We propose using the bridge penalty for gene selection. Our numerical studies suggest that the bridge has better performance than the Lasso in terms of variable selection in AFT models. There are other penalties, for example the adaptive Lasso and SCAD, that can be used in the present setup.

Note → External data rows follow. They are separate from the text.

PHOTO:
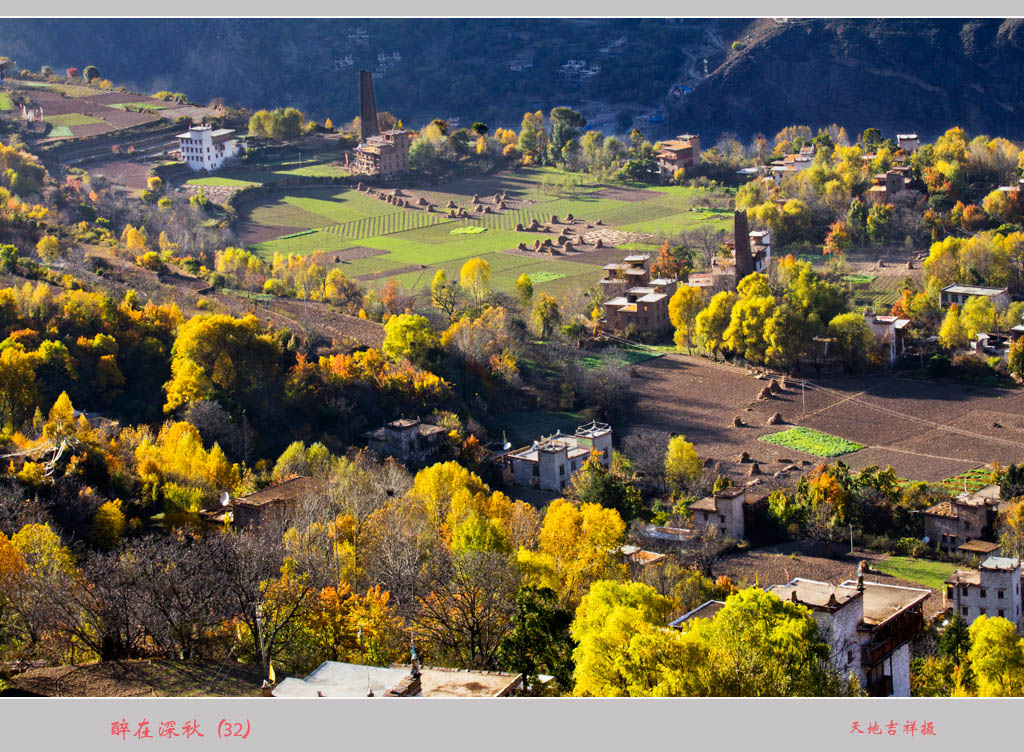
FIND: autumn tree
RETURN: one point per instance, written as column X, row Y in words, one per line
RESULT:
column 682, row 465
column 475, row 278
column 952, row 333
column 996, row 657
column 683, row 308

Since it is beyond the scope of this paper to compare our proposed method with all the existing ones, we only pursue comparison with the Lasso, which has been commonly used as benchmark.

Acknowledgements

This work is partially supported by CA120988 from the National Cancer Institute and DMS 0805670 from the National Science Foundation. We thank the editors and reviewers for their helpful and constructive comments on an earlier version of the paper.

Appendix: Proofs

Let τ = (τ₁, …, τ_n)′ where $τ_{i} = w_{i} ε_{(i)} \equiv w_{i} (Y_{(i)} - X_{(i)}^{'} β_{0})$ .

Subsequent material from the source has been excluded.